Der inzwischen 76jährige Peter Bogdanovich bietet schönste Unterhaltung. Das Hauptdarsteller-Quartett Imogen Poots, Jennifer Aniston, Owen Wilson und Rhys Ifans badet in Sprachwitz und Situationskomik. Feinste erotische Eskapaden prägen die Story. Sie folgt klassischen Komödienmustern: Ausgangspunkt ist ein Interview mit der gefeierten jungen Schauspielerin Isabella (Imogen Poots). Sie hat das Herz am richtigen Fleck und trägt es auch gern auf der Zunge. Ungeniert erzählt sie von ihrer Vergangenheit als Prostituierte. Regisseur Arnold (Owen Wilson) erwies sich dereinst zunächst als großzügiger Freier und schließlich als Förderer. Als Isabella aber am Broadway unter seiner Regie auftreten möchte, wird’s kompliziert. Denn Arnold käme es gar nicht gelegen, würde seine besondere Beziehung zu Isabell ruchbar werden. Doch nicht nur er hat einiges zu verbergen. Also ist Chaos angesagt. Nur Isabella bleibt cool.

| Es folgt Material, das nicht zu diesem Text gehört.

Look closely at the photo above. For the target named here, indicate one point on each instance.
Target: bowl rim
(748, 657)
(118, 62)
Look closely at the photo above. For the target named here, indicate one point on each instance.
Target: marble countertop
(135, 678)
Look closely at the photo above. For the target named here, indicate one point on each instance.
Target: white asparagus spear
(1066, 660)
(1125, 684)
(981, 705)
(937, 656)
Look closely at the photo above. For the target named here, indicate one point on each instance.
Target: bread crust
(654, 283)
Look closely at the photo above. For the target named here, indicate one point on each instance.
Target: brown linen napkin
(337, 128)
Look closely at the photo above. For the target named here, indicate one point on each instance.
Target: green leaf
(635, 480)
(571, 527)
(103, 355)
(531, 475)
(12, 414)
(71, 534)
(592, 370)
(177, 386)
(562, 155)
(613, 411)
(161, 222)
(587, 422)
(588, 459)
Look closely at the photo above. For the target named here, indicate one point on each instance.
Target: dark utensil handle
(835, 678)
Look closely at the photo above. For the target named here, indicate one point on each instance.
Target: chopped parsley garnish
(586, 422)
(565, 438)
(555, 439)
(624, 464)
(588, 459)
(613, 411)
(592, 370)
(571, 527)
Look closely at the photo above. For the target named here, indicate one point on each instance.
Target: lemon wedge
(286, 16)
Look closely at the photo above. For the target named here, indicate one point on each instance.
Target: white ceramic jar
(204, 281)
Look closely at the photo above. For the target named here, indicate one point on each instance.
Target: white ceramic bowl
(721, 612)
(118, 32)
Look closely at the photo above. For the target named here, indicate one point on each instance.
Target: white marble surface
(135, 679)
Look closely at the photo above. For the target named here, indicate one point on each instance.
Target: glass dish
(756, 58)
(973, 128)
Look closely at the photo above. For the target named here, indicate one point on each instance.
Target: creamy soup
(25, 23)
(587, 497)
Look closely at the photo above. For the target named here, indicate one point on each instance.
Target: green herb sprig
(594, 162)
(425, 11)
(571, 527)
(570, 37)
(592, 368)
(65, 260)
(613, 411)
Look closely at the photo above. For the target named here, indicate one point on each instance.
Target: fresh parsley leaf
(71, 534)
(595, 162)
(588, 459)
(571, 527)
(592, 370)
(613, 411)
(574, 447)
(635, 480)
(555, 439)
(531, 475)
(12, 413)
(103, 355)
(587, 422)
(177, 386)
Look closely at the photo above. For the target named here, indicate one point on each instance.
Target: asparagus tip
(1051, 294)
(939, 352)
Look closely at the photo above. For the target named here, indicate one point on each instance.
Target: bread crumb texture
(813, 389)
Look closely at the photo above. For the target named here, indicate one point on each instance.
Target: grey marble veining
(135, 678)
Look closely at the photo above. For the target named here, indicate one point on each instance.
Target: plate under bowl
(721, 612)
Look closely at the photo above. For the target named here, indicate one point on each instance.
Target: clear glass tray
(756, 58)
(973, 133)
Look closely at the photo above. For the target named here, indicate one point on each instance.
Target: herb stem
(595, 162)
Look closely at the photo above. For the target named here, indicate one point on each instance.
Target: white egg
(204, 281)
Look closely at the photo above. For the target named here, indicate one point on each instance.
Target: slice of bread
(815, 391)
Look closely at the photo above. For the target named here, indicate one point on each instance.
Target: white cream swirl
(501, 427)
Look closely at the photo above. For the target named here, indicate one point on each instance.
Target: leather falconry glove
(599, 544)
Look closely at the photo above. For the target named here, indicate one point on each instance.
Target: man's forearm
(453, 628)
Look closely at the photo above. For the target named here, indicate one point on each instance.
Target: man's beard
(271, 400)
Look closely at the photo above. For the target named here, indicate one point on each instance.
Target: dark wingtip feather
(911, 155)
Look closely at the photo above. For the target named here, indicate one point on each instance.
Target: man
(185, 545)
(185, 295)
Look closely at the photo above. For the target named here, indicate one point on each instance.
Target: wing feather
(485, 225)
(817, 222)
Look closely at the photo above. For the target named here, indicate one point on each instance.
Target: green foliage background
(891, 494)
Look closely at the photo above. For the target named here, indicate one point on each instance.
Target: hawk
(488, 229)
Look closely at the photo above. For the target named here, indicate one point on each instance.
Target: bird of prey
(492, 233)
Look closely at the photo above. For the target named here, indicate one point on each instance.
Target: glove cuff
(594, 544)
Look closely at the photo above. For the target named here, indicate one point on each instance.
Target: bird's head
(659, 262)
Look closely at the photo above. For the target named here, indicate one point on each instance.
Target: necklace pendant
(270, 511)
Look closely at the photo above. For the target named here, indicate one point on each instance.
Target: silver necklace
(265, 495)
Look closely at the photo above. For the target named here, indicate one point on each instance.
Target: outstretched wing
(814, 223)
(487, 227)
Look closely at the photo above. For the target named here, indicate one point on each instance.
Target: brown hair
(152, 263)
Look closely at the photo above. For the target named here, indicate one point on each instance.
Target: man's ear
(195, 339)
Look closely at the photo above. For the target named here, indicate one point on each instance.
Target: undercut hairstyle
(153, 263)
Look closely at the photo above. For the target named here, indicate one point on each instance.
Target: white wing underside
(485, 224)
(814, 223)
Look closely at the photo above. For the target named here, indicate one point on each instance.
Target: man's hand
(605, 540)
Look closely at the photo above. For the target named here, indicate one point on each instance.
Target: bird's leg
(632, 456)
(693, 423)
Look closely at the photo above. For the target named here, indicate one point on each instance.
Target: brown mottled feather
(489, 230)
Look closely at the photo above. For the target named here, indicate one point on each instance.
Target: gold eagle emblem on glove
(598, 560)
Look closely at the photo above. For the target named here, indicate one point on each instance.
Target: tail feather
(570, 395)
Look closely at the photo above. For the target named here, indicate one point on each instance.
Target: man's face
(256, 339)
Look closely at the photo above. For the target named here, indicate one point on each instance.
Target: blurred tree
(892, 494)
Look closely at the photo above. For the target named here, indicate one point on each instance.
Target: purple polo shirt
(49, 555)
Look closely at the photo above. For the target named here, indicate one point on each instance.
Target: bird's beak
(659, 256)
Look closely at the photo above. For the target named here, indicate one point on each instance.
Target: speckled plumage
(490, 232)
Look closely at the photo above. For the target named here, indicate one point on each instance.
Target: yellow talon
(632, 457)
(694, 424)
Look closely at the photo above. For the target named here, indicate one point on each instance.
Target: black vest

Angeblich hat Bogdanovich von 1988 bis 2013, also fünfzehn Jahre, am Drehbuch gefeilt. Es ist entsprechend geschliffen. Da wimmelt’s nur so von pikante Momenten, grotesken Verwechselungen und pointierten Dialogen. Ständig reden die Protagonisten aneinander vorbei und missverstehen sich, müssen sich Partner kurzer sexueller Vergnügungen hinter Duschvorhängen oder sonst was verstecken, gehen Türen im falschen Moment auf oder zu, schrillen Telefone. Klar: die Nerven aller Beteiligten liegen blank. Großartig. Das Tempo stimmt und der Rhythmus ist perfekt. Bilder, Dialoge und Musik wurden elegant miteinander verwoben. So muten Witze mit ellenlangem Bart frisch und knackig an. Hier waltet Intelligenz. Pfiffig wird alle Bigotterie bloß gestellt. Viele Lacher sind garantiert. Auch dank der Schauspieler. Imogen Poots, reizend schon in „The Long Way Down“, erinnert in der Hauptrolle ein wenig an Audrey Hepburn in „Frühstück bei Tiffany“, ist dabei aber durchaus erdverbunden, weniger Elfe mehr Teufelchen. Jennifer Anniston in der Rolle einer emotional desorientierten Psychotherapeutin, Owen Wilson und Rhys Ifans als Hormonhornochsen und viele andere, wie Regisseur Quentin Tarantino („Inglourious Basterds“) in einem Kurzauftritt zum Finale, geben der Komödie Schliff.

Wie etwas schon in „Is’ was, Doc?“ und anderen seiner Spielfilme, hat sich Peter Bogdanovich von berühmten Vorbildern, wie Frank Capra und dessen „Es geschah in einer Nacht“ (1934), Ernst Lubitsch und dessen „Blaubarts achte Frau“ (1938), Billy Wilder mit „Manche mögen’s heiß“ (1959) und einigen anderen inspirieren lassen. Bogdanovich zitiert und feiert sie zugleich mit Charme und mit Esprit – und mit großem Können! Leider fällt die deutsceh Version nicht nur mit einem extrem dämlichen Titel auf – im Original heißt der Film „She’s Funny That Way“ –, er ärgert auch mit einer miesen Synchronisation. Ich empfehle dringend, sich die Originalfassung mit Untertiteln anzusehen.